The students' body attended the joint high power committee meeting on the vexed Chakma-Hajong issue in New Delhi yesterday, which was chaired by Joint Secretary (North East) Satyendra Garg, the release said.

AAPSU president Hawa Bagang told representatives of the Union Home Ministry that citizenship to the Chakma-Hajong refugees "will never be acceptable to the people of Arunachal Pradesh".

He also highlighted the "atrocities committed by the refugees against the indigenous people" and doubted the Centre's "sincerity in resolving the issue", the release said.

The student body's general secretary Tobom Dai told the Chakma-Hajong delegations, who also took part in the meeting, to consider citizenship outside the territory of Arunachal Pradesh without preconditions.

"Unrelenting attitude (of the Chakma-Hajongs) asking for citizenship within Arunachal Pradesh will boomerang and the people of the state will never accept it," Dai said.

The meeting was convened as a follow-up to AAPSU's demand in June last year here, seeking an early solution to the contentious refugee issue, the release added.

All-party meeting, convened by Chief Minister Pema Khandu on June 19, 2017 had decided to move the Union Home Ministry to revive the Joint High Powered Committee on Chakma and Hajong refugee issue.

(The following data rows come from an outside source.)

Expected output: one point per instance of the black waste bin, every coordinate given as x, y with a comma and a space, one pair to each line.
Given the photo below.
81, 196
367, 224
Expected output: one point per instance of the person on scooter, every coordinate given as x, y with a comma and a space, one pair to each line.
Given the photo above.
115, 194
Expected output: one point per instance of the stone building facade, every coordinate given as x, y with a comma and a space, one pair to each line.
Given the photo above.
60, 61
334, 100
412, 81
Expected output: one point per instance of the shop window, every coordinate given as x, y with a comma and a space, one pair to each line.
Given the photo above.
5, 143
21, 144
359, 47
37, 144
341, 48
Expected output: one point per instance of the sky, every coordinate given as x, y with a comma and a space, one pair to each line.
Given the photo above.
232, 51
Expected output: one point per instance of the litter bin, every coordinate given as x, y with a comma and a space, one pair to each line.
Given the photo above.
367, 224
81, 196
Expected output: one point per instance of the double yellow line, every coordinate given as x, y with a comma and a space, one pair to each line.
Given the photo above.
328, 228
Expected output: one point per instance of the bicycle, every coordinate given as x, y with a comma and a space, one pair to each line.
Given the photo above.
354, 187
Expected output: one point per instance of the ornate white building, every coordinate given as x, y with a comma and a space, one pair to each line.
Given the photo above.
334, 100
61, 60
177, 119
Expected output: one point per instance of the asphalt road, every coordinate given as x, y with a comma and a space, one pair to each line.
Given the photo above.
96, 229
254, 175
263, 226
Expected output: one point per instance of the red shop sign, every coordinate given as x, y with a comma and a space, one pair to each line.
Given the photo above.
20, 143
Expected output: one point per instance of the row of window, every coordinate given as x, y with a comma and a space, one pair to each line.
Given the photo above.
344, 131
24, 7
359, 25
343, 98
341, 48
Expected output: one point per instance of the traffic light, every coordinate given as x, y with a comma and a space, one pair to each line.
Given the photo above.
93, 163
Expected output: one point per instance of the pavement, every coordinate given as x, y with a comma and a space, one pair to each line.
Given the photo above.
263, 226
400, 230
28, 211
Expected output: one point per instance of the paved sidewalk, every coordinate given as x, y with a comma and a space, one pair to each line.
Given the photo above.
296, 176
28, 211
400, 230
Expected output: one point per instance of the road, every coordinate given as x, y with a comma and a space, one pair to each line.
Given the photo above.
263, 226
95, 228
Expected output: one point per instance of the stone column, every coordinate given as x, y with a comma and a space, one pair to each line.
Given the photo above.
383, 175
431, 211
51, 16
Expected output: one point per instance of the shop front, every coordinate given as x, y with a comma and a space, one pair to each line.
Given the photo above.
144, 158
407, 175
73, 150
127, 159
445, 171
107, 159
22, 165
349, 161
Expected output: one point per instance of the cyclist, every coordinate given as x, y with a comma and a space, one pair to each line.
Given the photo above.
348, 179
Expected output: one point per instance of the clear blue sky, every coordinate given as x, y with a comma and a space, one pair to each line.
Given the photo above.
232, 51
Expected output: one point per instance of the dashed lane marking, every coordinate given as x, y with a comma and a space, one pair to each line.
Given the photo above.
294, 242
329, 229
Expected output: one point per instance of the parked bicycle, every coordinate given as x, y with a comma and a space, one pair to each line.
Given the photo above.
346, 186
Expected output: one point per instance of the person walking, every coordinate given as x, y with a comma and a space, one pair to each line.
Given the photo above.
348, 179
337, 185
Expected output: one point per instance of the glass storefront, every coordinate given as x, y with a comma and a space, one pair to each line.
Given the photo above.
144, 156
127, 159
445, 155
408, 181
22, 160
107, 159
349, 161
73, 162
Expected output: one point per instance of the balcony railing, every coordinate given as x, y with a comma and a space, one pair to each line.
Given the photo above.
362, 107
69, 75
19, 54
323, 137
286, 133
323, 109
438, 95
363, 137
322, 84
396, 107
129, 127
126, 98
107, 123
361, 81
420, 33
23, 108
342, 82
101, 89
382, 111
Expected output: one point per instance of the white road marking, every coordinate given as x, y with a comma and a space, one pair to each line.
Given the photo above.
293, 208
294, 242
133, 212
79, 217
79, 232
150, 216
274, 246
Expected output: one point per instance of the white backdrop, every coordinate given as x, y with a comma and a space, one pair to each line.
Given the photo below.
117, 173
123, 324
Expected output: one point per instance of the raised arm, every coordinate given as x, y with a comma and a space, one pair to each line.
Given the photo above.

In a letter to Union Home Minister Rajnath Singh on September 18, Khandu said the matter was of deep emotional concern, and Arunachal Pradesh was not ready to accept any infringement of the Constitutional protection given to the state's tribals.

Chakmas and Hajongs were originally residents of the Chittagong Hill Tracts in erstwhile East Pakistan, who left their homeland when it was submerged by the Kaptai dam project in the 1960s.

Several organisations and civil society in Arunachal Pradesh have been opposing citizenship to the Chakma and Hajong refugees, saying it would change the demography of the state.